As próximas paradas para a exploração de recursos serão em territórios como Austrália, Nova Zelândia e Oceania. “Lá tem Petróleo e comida. Daí o interesse dos japoneses. Mas não é uma região rica o suficiente para sustentar esses interesses. Os novos colonizadores precisarão olhar para a prioridade número 2: a África. Mas o continente não está pronto no quesito logística, por exemplo. Os asiáticos investem lá para melhorar as condições para a exploração no futuro. A terceira opção é a América do Sul, que é rica e preparada, mas longe da Ásia e perto dos Estados Unidos, que é o outro “co-petidor”. E, neste sentido, os “co-petidores” são obrigados a lidar um com o outro”, argumenta Paulo Vicente.
Ele acrescenta que, no século 21, China, Índia, Coreia do Sul, expandem sua capacidade aeronaval, estendendo-se à bacia do Índico. Eles querem ter monopólio de acesso a tais recursos naturais, como acontecia entre os séculos 16 e 19. E já estão avançando. A China já criou uma colônia na África.
“Estamos de volta à corrida colonial. A China chegou ao limite do crescimento e será ultrapassada pela Índia, como já defendem alguns teóricos. Nesta circunstância, o mais provável de ocorrer é uma guerra fria entre o Ocidente (incluindo Japão) e a China. Um êxodo industrial para fora da China, que já vem ocorrendo, se acelera e pode beneficiar o Brasil, com parte desta indústria vindo se fixar aqui por conta de uma exposição ao risco militar menor. Este acaba sendo o melhor cenário para o Brasil, pois o dinheiro, empregos e indústria fluem para cá”, destaca Vicente.
Ao conhecer o cenário, a próxima empreitada das lideranças é pensar em como será seu negócio daqui há 10 anos, quando o ciclo de Kondratieff atual entra na fase da recuperação. “Esse é o desafio dos empresários: pensar quais as tarefas precisam realizar para ser sustentável e competitivo no horizonte de dez anos. Essa é a linha do planejamento ambidestro. Além disso, é preciso prever, a curto prazo, mudanças abruptas de cenários, porque vivemos num momento de mudanças abruptas e constantes. Daí a necessidade de elencar probabilidades e buscar soluções e estratégias resilientes para sobreviver em diferentes cenários. Os anos de 2023 e 2024 serão de gerenciamento de riscos, mas não podemos perder de vista as conquistas que projetamos para o nosso negócio nos próximos dez anos”, propõe o professor.

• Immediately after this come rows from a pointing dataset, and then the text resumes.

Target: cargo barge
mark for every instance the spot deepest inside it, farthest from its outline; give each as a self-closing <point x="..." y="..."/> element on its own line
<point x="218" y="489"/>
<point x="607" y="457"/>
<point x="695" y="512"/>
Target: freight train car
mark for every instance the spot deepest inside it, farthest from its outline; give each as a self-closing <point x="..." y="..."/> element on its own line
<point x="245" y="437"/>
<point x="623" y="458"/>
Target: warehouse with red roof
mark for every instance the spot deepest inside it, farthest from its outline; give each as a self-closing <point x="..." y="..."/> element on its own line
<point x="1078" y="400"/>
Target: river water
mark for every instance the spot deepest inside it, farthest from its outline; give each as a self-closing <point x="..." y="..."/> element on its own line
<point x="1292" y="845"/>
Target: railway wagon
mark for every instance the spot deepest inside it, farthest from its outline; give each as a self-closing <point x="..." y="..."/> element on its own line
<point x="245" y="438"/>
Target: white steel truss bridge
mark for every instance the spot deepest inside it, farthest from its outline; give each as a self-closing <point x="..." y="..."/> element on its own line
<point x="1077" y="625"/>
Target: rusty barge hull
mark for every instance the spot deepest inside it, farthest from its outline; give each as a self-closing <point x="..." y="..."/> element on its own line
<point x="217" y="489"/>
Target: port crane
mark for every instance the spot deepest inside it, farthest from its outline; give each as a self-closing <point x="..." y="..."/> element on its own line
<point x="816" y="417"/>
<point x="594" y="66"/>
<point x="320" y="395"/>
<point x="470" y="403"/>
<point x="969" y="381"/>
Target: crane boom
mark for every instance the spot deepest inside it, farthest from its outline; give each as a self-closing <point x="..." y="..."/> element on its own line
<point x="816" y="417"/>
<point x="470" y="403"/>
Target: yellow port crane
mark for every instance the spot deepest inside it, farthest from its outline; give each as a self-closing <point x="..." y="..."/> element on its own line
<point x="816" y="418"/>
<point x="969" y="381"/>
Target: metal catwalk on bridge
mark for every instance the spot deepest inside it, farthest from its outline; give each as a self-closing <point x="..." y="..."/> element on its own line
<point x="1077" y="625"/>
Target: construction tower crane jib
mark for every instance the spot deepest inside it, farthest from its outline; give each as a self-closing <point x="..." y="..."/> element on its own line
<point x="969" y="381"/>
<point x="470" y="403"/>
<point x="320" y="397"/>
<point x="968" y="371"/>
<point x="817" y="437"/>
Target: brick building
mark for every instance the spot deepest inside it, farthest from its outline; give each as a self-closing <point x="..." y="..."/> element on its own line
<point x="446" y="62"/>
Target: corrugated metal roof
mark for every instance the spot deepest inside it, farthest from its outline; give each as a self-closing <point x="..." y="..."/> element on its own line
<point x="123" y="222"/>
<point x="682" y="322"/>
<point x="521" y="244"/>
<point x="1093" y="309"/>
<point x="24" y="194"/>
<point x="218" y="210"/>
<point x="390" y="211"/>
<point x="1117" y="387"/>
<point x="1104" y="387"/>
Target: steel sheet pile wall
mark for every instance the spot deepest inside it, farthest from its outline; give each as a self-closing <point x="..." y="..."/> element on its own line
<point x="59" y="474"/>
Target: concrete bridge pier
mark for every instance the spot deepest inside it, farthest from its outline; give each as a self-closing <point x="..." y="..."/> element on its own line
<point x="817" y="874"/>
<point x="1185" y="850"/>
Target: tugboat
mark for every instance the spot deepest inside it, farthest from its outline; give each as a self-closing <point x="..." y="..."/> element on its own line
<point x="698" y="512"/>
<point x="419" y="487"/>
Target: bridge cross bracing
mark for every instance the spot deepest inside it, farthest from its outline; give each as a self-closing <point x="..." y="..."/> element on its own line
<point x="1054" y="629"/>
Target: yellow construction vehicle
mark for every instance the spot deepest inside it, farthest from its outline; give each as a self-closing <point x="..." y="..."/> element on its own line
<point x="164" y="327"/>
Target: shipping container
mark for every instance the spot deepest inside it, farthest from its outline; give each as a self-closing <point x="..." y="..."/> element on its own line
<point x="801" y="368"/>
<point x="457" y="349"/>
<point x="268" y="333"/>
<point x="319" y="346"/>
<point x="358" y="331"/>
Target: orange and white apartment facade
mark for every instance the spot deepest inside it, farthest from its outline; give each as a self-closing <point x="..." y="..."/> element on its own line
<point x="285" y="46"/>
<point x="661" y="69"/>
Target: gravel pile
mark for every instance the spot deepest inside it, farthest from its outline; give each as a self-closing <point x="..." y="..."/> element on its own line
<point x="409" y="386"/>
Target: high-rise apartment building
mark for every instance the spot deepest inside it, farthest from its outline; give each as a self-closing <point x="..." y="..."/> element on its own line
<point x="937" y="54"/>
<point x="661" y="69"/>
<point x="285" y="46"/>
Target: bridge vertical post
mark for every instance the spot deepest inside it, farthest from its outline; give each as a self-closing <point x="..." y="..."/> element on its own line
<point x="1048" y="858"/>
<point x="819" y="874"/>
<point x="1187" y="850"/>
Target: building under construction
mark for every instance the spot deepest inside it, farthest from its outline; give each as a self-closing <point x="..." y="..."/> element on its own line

Ele acrescenta que a Análise Pestel (que indica as forças externas) e a matriz Swot são algumas ferramentas que podem apontar caminhos para o desenvolvimento do planejamento estratégico. Na última, os gestores devem incluir projetos, processos e gestão de stakeholders (para prever problemas de regulamentação propostos pelo governo, por exemplo).
“O exercício de cenários, usado desde 1969, sugere estimativas de probabilidades e de indicado[1]res econômicos em cada um deles. Lembre-se de que são apenas estimativas e não fruto de algum cálculo sofisticado e altamente confiável. São apenas balizas gerais. Vale salientar que a situação é dinâmica e pode mudar dentro do mesmo ano, uma vez que claramente temos trilhas de migração”, recomenda o professor Paulo Vicente.